The Segars served as feoffees of Highweek for several centuries, members of the family are listed records relating to the Highweek feoffees at least as early as 1566. In an article reporting the burial of feoffee and Highweek Parish councillor Alfred Buckland Segar in the family vault at All Saints Church in Highweek in 1933 they were described as having occupied Ringslade for over 300 years. The funeral of another Segar Highweek feoffee, John Segar, in 1920 was attended by Harold St Maur.

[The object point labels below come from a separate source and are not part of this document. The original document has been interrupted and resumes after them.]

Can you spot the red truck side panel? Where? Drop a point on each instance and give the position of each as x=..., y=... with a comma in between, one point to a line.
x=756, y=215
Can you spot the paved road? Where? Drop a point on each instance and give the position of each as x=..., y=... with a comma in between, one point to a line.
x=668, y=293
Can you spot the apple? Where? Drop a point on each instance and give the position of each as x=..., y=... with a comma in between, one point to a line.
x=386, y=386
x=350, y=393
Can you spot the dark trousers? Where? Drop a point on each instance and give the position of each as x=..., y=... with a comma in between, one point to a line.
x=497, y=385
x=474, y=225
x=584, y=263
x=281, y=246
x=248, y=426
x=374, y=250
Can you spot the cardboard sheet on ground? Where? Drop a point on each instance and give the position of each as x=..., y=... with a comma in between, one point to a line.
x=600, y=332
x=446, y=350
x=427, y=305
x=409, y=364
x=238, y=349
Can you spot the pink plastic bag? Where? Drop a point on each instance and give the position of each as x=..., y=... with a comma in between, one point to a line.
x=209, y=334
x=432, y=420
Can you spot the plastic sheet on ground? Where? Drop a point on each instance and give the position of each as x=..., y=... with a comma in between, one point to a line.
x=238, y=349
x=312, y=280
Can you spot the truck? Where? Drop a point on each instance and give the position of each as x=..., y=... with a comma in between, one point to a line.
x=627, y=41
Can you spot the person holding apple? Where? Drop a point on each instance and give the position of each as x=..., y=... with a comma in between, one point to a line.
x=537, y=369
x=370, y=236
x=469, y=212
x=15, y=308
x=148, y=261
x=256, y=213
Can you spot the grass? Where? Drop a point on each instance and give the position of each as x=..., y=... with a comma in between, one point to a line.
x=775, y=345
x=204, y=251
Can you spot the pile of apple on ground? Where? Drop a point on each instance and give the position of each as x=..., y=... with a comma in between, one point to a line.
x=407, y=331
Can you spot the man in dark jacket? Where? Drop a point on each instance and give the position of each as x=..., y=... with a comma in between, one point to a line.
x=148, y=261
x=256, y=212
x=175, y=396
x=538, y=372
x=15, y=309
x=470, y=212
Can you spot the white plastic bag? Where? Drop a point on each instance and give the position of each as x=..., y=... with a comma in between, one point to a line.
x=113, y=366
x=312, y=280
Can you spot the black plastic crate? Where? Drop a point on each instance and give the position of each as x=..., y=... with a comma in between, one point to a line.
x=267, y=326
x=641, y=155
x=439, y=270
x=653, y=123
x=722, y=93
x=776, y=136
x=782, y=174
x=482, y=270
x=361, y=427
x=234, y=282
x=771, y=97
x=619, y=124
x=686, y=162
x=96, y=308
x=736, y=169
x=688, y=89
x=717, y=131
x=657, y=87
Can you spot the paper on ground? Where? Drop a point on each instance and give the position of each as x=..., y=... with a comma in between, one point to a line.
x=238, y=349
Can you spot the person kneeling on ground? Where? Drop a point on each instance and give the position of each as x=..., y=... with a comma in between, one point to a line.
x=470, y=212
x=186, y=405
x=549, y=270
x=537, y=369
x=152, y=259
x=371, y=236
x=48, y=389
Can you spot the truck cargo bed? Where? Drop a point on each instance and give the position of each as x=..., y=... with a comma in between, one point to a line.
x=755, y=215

The Ringslade estate was purchased from the trustees of the estate of the recently deceased John Segar by relative Mr R. Segar in 1890. Mr R. Segar purchased the house and buildings purchased for £9,400 and an arable field on the estate for £350. A meadow was bought by a Mr W. Rowe for £555, a pasture field by a Mr Fairchild for £140, a piece of garden ground for £95, freehold ground rents of £9 per year to a Mr Morey for £255 and ground rents of £7 were withdrawn from the sale after Mr Morey had bid £200. At a total auction lot worth of £10,995 this represented a substantial estate for the day, simply adjusting for inflation this would be £1,232,391.77 in November 2025, however, in relation to relative output (Note: Relative output measures the amount of income or wealth relative to the total output of the economy. When compared to other incomes or wealth, it shows the relative "influence" of the owner of this income or wealth has in controlling the composition or total-amount of production in the economy. This measure uses the share of GDP) this would be £21,590,000 in 2024.